Scientists have been urged to put their brainpower to something more critical than the long-term survival of the human race and to solve the mystery of the pillow that won’t stay cool during the night.
As teams of experts around the world spend billions on research that will one day help humans explore the stars, those who’ve endured three boiling hot nights in a row have insisted such projects “can wait”.
Simon Williams told us, “Last night was ridiculous. The pillow stayed cool for about thirty seconds before I had to turn it over, then the other side stayed cool for only twenty-five seconds, and so on. Within twenty minutes the pillow was boiling regardless of what side I used. That’s not how pillows are supposed to work.
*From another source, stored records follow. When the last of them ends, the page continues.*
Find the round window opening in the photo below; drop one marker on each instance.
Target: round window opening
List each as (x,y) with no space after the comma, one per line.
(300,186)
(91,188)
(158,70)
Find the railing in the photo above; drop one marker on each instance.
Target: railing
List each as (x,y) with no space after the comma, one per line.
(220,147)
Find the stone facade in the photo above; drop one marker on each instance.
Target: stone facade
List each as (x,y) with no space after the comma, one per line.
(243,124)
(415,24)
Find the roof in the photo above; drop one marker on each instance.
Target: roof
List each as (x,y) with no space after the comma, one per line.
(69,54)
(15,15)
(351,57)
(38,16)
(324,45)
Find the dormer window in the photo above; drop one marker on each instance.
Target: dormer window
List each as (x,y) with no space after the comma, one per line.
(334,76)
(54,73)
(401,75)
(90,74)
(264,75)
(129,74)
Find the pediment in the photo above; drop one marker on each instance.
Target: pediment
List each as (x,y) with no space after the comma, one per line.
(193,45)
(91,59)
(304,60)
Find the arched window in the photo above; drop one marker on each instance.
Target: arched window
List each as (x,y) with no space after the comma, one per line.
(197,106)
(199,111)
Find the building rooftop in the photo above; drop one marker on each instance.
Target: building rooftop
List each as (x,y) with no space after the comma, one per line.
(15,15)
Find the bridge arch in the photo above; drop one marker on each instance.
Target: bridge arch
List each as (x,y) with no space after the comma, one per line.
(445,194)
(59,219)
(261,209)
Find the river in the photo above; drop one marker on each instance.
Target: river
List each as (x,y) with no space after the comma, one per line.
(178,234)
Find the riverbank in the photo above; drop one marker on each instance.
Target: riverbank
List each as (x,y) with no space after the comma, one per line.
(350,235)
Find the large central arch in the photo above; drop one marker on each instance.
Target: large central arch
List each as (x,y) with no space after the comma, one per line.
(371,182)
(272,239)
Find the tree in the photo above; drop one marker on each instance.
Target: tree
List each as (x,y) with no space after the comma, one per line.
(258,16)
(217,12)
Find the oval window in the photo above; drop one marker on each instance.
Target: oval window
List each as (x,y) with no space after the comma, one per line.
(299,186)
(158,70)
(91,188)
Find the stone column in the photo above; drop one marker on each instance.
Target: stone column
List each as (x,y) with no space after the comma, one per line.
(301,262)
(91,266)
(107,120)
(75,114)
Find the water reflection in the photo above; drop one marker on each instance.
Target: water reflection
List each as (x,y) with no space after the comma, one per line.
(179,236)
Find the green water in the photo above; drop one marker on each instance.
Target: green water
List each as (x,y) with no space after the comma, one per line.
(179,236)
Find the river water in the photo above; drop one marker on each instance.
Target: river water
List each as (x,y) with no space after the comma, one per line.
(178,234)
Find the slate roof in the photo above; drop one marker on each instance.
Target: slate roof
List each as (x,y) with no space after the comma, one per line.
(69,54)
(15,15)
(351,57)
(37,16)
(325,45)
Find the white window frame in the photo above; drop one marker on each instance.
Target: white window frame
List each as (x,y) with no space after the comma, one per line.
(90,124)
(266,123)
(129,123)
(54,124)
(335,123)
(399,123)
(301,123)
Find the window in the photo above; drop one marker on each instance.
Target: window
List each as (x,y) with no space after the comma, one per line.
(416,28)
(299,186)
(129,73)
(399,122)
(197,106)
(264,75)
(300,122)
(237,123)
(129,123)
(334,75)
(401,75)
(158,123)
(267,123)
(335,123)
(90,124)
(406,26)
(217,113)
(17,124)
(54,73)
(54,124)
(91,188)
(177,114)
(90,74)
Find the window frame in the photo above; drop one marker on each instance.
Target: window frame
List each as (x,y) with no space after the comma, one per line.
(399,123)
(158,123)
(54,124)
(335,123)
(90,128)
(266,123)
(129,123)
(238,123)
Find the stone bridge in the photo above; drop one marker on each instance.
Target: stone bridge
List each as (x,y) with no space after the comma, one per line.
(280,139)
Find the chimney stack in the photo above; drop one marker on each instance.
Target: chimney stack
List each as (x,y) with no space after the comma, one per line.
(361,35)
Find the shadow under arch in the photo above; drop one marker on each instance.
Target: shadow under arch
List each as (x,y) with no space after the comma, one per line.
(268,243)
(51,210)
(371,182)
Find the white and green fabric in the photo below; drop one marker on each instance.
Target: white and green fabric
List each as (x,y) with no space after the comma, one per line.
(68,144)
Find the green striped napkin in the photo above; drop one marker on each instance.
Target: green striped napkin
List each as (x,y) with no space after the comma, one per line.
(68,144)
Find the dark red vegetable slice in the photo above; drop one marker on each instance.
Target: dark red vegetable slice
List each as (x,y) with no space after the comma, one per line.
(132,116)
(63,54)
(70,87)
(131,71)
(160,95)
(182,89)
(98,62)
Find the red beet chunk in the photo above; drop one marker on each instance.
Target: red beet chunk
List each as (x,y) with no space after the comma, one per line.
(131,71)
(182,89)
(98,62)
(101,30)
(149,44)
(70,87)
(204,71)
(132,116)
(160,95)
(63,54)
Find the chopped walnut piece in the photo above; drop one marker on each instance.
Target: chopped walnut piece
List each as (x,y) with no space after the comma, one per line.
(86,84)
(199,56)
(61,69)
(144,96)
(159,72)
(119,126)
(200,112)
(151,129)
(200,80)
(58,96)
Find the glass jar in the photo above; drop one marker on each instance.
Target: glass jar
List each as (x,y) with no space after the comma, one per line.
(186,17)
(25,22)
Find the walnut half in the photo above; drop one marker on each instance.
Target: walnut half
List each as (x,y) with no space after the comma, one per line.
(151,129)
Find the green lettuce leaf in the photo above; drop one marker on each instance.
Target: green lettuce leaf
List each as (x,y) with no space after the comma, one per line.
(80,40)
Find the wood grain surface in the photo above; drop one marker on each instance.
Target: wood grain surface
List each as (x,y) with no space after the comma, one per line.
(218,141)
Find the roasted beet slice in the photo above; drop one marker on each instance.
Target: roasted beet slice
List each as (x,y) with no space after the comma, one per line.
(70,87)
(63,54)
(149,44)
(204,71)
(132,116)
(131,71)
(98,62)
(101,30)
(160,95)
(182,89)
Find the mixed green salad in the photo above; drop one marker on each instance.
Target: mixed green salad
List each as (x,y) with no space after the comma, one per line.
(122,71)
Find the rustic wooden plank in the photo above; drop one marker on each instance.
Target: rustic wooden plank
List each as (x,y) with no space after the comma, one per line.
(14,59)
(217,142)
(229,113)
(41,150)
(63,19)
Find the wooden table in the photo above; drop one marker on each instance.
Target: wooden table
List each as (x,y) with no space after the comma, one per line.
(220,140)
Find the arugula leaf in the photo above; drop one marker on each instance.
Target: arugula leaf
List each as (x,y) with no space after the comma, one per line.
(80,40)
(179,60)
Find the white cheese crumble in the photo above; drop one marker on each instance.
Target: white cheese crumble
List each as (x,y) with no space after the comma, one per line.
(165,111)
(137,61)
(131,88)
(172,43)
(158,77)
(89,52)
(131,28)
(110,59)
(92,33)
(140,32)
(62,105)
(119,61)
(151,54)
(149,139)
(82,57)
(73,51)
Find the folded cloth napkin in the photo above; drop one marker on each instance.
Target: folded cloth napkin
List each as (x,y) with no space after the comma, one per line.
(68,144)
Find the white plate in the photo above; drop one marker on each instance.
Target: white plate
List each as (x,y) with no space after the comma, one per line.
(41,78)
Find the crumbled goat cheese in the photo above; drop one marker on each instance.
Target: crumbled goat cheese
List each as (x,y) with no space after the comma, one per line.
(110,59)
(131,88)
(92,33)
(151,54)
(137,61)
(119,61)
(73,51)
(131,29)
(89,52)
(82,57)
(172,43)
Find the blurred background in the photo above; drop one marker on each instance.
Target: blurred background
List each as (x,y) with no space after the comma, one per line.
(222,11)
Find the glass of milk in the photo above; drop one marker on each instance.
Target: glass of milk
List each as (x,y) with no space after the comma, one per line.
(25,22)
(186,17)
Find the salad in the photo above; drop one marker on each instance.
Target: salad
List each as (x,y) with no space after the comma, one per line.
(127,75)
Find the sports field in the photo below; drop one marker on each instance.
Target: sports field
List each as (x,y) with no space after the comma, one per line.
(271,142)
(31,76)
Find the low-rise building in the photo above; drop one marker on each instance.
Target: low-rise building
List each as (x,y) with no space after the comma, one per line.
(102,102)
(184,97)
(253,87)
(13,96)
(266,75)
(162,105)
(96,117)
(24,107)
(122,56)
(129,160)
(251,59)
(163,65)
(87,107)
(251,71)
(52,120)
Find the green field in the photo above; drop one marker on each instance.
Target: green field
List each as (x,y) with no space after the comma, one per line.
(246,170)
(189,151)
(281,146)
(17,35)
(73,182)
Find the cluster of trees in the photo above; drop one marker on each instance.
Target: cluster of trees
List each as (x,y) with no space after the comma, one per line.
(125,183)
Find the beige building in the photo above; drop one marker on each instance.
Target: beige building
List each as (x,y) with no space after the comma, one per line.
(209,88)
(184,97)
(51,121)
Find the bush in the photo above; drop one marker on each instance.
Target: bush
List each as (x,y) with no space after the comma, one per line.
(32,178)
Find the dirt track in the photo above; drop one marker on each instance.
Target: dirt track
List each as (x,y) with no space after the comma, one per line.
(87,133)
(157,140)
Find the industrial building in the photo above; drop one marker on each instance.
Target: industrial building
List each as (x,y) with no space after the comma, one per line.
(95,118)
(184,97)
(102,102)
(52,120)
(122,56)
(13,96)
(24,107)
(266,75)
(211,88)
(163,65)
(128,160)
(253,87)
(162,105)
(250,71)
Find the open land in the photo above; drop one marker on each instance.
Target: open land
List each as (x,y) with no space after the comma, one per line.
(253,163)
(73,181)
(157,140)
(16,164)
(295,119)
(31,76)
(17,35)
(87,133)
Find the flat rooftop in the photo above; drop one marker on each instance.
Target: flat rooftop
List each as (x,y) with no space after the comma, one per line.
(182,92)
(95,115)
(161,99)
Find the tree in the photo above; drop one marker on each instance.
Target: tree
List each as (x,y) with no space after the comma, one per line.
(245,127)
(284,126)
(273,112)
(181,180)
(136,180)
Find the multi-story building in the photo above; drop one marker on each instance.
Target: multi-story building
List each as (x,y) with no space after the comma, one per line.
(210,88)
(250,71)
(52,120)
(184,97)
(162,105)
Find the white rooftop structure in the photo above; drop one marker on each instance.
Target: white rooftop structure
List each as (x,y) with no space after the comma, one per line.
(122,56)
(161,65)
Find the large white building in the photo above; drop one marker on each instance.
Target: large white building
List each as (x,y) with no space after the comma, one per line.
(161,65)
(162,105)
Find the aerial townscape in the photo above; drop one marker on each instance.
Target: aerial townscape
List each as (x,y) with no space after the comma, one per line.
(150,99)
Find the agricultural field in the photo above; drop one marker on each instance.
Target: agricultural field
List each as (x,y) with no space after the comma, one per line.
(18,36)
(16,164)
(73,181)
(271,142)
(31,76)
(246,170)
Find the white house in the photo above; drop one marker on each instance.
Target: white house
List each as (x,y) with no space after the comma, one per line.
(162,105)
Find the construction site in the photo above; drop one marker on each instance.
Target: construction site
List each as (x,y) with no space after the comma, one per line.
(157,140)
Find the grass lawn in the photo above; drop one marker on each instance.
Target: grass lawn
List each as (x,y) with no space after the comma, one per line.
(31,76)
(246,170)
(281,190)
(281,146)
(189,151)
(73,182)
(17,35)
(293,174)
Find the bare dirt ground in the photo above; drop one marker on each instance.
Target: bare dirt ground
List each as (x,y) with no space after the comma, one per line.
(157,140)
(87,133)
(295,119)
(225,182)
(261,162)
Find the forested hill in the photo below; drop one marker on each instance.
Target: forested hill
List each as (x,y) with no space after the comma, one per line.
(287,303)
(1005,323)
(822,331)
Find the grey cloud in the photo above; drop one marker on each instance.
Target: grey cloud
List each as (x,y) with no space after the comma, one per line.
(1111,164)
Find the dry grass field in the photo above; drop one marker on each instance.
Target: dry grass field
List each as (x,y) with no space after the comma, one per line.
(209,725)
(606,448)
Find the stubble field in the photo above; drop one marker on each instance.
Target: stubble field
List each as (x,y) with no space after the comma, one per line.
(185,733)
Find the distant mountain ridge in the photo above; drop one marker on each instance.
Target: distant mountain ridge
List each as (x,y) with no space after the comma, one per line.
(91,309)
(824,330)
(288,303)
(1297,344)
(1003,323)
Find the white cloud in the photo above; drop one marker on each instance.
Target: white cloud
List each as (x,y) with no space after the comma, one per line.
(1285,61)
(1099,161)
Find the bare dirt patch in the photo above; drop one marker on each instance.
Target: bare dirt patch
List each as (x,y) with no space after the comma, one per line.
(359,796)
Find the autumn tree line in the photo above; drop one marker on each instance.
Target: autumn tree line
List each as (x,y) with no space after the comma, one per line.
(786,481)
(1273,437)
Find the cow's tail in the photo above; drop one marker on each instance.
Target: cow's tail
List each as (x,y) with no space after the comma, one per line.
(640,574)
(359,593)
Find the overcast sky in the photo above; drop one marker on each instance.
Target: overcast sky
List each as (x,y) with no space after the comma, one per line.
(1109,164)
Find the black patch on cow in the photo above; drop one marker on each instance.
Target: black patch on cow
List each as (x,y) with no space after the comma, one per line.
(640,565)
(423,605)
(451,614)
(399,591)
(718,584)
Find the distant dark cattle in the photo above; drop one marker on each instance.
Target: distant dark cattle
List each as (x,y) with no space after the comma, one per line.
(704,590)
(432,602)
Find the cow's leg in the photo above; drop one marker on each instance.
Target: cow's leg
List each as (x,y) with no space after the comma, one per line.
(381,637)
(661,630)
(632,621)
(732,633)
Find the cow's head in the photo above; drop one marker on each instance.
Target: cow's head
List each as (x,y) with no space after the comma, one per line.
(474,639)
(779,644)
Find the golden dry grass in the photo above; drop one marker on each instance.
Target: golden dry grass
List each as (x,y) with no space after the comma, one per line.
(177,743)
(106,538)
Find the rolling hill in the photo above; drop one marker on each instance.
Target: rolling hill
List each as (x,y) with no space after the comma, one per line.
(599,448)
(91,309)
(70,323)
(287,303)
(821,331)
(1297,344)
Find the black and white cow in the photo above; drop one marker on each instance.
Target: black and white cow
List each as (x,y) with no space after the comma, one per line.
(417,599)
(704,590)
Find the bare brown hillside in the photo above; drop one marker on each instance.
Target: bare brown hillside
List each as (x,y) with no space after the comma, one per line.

“How can it be that we can put a man on the moon and send a robot to Mars, but we can’t create a pillow capable of giving the user a few minutes of blessed cool relief during a hot stuffy night?”
Simon’s wife Sharon told us, “If they could find a way to stop Simon acting like a fucking oversized radiator in the bed, that would also be great.
“The pillow is the least of my worries while he’s lying there with heat just oozing out of him. No, I’m not a scientist, but heat definitely ‘oozes’.”
We put the Williams’ concerns to one of the scientists working on a potential long-term Martian habitat, and they told us to pass on a message that read: “Invest in air-conditioning you tight bastards.”